Ionizing radiation (IR) is a well-known carcinogen, however the mechanism of radiation induced thymic lymphoma is not well known. Moreover, an easy and effective method to protect mice from radiation induced thymic lymphoma is still unknown. Hydrogen, or H2, is seldom regarded as an important agent in medical usage, especially as a therapeutic gas. Here in this study, we found that H2 protects mice from radiation induced thymic lymphoma in BALB/c mice.

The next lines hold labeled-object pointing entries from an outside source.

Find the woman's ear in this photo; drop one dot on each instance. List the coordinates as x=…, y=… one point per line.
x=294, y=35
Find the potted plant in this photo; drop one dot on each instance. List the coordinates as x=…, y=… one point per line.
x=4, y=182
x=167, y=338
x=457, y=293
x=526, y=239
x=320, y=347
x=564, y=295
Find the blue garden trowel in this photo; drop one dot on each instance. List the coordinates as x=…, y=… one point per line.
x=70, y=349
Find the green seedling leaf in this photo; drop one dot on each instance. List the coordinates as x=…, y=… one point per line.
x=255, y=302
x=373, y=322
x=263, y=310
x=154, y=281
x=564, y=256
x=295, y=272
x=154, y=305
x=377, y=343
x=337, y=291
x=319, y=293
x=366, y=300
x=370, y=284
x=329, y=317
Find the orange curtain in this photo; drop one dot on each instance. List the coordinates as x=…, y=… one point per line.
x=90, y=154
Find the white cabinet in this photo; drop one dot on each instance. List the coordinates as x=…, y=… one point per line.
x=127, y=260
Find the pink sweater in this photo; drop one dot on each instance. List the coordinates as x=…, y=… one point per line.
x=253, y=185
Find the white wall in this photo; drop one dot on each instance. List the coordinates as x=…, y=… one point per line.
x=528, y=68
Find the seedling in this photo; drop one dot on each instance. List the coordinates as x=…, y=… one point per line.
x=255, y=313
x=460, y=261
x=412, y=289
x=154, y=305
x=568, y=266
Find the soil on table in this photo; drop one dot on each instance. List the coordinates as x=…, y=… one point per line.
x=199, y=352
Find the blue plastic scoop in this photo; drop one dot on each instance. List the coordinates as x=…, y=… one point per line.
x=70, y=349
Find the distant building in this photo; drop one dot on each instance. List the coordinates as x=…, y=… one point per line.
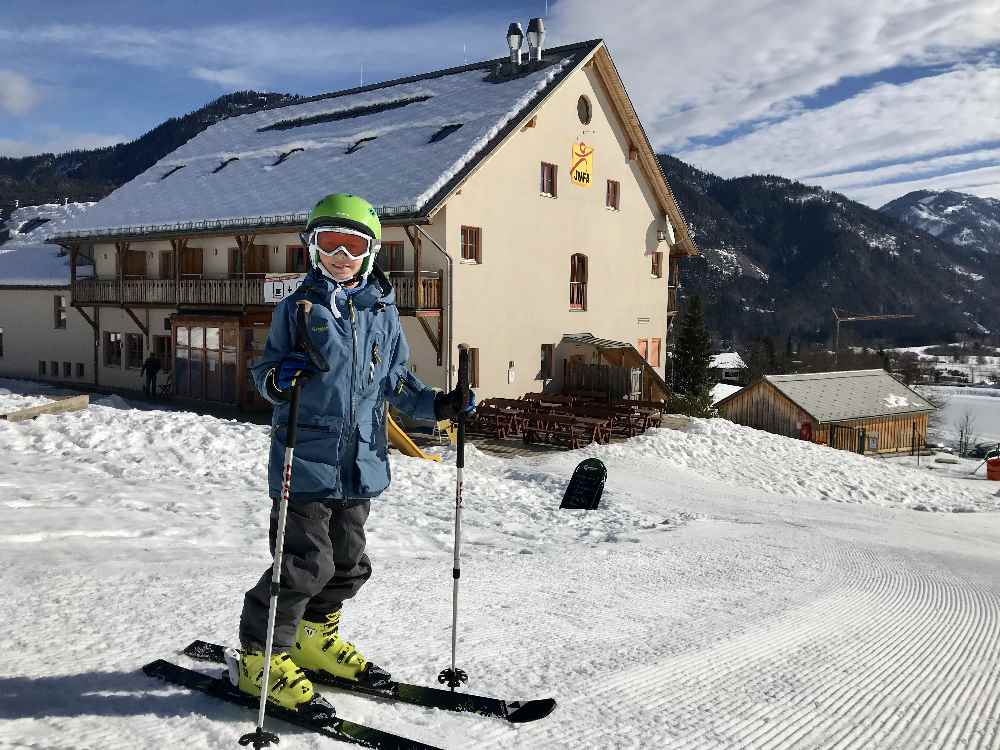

Keywords: Ionizing radiation, thymic lymphoma
Ionizing radiation (IR) is a well-known carcinogen for various human tissues and a complete carcinogen that is able to both initiate and promote tumor progression [1,2,3]. The mechanism for this promotion is poorly understood, but studies of mouse thymic lymphomas provide some hints [2,4,5,6,7,8]. Indeed, studies of radiation-induced mouse thymic lymphomas, one of the classic models in radiation carcinogenesis, demonstrated that multi-steps and many factors, like Ras, Pten and Fas, were involved in radiation-induced carcinogenesis [4,7]. Our previous studies showed that ERK1/2, STAT3 and SHP-2 are also involved in radiation induced thymic lymphoma formation in BALB/c mice [9]. However, an easy and effective method to protect mice from radiation-induced thymic lymphoma is still not well known [1,10].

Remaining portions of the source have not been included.